In der Metropolregion ist allerdings auch die Bandenkriminalität verbreitet. Überfälle und gewaltsame Auseinandersetzungen sind an der Tagesordnung. Eine weitere Herausforderung insbesondere für Mädchen und junge Frauen stellt der Machismo dar, finden Betroffene aus Guayaquil. Darunter Andrea (18), die dort mit ihren Eltern und einer Tante zusammenlebt. Ihre vier älteren Brüder haben das Elternhaus längst verlassen.

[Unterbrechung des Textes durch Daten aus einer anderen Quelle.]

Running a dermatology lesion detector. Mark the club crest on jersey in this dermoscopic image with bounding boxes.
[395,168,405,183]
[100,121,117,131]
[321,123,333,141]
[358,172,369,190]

„Meine Familie hat eine Kämpfernatur“, sagt Andrea stolz. „Vor allem meine Mutter hat mich immer ermutigt, an verschiedenen Aktivitäten teilzunehmen und dadurch neue Möglichkeiten für das Leben zu suchen. Sie ist die treibende Kraft, die mich motiviert hat, neue Dinge zu lernen und andere Menschen zu treffen.“ Das bietet Chancen, sich etwa über Rollenbilder von Frauen und Männern sowie ihre Aufgaben auszutauschen.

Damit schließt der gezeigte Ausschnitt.